The Soyuz capsule landed west of the target area and about 20 minutes late after it made a "ballistic landing," which is much steeper than normal, officials said.
"The capsule landed with an overshoot. Such things happen," said mission control spokesman Valery Lyndin.
He said the crew had begun leaving the capsule, which carried Yi So-yeon, a 29-year-old nanotechnology engineer from Seoul, US flight commander Peggy Whitson, and Russian flight engineer Yuri Malenchenko.
After the landing, rescue helicopters rushed to the scene. Plumes of smoke from a burning parachute rose from the capsule, which was lying on its side embedded about a foot into the ground.
The American astronaut was not seriously hurt but was not well enough to take part in a brief news conference, officials said. The Korean and the Russian looked fine as they traveled in a helicopter from the site to the Kazakh city of Kustanai.

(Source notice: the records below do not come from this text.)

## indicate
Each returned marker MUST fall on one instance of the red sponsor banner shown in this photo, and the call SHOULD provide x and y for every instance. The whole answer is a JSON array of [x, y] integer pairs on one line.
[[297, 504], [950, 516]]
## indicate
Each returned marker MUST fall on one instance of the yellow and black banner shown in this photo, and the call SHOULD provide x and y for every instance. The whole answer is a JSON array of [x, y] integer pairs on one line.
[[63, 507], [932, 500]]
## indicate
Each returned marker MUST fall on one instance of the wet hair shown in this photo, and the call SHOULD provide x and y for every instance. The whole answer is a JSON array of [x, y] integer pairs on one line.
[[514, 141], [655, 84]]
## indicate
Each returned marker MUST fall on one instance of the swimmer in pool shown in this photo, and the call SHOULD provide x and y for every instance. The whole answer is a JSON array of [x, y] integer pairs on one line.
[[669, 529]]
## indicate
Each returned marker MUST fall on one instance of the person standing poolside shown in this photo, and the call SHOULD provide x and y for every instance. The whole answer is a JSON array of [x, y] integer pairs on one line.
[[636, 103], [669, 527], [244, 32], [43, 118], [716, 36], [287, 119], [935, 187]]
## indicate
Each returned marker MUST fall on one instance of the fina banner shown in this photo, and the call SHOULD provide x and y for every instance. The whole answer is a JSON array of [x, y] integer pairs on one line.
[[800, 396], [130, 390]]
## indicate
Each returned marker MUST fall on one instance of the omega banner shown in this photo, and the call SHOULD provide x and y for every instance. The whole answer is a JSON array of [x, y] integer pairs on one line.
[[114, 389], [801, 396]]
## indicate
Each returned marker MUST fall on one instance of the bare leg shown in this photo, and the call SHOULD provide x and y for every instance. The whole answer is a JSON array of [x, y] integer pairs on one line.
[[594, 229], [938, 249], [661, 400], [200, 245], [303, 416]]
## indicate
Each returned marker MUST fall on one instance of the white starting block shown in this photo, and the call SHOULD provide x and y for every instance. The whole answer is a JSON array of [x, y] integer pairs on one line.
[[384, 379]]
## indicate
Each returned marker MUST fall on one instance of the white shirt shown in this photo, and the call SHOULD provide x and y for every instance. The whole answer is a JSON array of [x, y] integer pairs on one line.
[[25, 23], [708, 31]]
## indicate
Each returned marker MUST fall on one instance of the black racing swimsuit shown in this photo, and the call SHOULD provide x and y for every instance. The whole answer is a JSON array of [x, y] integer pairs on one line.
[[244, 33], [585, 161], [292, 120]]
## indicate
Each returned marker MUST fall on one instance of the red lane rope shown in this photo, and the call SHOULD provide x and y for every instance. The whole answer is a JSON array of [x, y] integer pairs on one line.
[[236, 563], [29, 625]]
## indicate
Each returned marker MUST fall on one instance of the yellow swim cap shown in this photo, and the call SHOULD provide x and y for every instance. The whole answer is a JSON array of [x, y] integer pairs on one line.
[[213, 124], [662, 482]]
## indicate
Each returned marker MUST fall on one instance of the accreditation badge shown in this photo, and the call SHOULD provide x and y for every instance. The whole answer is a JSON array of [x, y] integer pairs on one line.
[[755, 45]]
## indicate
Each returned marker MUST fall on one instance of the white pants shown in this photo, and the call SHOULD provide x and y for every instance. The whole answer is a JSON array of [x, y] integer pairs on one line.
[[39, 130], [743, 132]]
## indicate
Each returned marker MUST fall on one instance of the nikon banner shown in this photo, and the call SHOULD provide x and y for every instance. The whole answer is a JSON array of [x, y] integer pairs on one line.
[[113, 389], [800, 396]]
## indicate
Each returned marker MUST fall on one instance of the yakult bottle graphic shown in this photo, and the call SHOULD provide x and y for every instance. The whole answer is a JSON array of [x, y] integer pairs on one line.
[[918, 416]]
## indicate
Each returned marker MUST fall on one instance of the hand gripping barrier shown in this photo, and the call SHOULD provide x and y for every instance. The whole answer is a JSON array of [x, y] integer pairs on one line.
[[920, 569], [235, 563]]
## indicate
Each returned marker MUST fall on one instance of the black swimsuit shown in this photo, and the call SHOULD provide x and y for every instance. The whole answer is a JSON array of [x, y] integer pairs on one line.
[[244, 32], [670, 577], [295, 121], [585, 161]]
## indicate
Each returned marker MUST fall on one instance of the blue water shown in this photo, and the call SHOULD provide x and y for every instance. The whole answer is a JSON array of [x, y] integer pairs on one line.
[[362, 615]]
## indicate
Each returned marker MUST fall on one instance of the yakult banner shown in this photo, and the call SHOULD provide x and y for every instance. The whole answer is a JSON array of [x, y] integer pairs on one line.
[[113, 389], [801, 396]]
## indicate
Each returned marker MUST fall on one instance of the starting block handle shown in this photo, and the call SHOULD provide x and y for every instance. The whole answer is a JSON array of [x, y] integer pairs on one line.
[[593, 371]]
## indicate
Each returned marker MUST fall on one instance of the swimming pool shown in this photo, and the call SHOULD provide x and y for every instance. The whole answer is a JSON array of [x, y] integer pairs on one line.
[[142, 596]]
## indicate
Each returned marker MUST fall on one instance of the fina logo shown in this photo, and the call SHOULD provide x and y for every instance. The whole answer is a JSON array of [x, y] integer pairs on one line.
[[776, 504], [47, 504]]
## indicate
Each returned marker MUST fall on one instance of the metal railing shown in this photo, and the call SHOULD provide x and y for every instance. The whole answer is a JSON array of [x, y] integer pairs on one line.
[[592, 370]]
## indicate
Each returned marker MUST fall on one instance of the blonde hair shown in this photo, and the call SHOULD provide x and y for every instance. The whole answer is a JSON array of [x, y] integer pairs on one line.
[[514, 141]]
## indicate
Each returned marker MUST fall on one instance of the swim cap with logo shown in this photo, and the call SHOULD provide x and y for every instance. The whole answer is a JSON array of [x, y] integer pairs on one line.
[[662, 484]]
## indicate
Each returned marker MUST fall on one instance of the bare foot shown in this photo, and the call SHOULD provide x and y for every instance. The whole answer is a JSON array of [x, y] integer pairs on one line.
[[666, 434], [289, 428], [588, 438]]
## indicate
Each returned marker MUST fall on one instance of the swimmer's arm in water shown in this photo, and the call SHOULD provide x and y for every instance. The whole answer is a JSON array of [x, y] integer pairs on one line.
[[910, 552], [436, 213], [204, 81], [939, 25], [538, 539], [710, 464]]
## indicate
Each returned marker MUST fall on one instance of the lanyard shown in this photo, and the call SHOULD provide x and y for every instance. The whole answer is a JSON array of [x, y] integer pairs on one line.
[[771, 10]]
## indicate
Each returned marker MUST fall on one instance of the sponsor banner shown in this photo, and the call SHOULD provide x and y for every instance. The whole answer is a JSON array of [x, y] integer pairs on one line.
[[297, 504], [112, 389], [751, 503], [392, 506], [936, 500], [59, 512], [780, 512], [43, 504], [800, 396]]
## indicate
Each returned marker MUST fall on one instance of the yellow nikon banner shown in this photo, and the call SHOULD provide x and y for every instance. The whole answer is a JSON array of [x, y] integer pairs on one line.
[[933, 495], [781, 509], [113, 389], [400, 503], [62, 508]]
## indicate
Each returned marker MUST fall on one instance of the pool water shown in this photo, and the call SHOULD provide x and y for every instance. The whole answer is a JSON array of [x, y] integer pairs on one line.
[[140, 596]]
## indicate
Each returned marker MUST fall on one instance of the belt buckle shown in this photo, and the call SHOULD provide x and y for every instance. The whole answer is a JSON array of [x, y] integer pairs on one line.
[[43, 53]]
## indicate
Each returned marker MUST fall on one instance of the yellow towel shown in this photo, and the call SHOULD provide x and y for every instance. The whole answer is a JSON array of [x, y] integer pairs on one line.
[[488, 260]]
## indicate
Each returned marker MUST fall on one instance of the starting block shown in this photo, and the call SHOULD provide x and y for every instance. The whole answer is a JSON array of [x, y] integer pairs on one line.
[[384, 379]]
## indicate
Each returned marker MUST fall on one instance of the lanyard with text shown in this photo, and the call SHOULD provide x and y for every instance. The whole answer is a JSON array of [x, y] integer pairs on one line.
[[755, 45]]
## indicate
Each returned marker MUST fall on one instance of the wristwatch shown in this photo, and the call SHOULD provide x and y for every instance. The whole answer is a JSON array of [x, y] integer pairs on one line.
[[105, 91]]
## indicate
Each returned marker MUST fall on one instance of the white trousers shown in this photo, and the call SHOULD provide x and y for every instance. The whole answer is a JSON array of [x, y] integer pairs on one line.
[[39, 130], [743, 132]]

Yi became the first South Korean aboard the International Space Station earlier this month. Whitson and Malenchenko were in the station for about six months, maintaining it and performing experiments. NASA said Whitson, 48, set a new American record for cumulative time in space: 377 days.
"Even though it is a very small place you can float back and forth under each other, over each other," Yi said of her experiences in zero gravity at the station.
Russian space officials said the capsule landed close to the Kazakh border, just southeast of the Russian city of Orsk.
It landed so far off course because it followed a steeper and shorter trajectory to earth when it made a ballistic landing, said Anatoly Perminov, head of Russia's Federal Space Agency.
A ballistic landing puts much higher gravity loads on the astronauts as the capsule spins toward earth. "The crew did not report that they had taken the ballistic landing course on reentry," Perminov said, adding that the incident would be investigated.
In October, a Soyuz capsule carrying Sheikh Muszaphar Shukor, a private citizen and orthopedic surgeon from Kuala Lumpur, Malaysia, touched down about 125 miles off course in a similar ballistic landing caused by a cable glitch. A US-Russian crew landed almost 300 miles off target during a Soyuz landing in May 2003.
The Soyuz is the world's longest-serving manned space capsule. An early version of the craft, the Vostok, took the world's first cosmonaut into orbit in 1961.
Earlier this month, President Vladimir Putin ordered his government in Russia to speed up construction of a new cosmodrome and development of a booster rocket in a bid to revive the nation's space glory.
This year is the 47th anniversary of the flight in which Russian cosmonaut Yuri Gagarin became the first man in space. The Soviets also launched the first satellite - Sputnik - and the first woman in space, and carried out the first spacewalk.
But Russia's space industries fell on hard times after the 1991 Soviet collapse when once-generous state funding dried up. They have survived mostly through launches of foreign commercial satellites and revenue from space tourists, wealthy individuals who have bought trips to the International Space Station.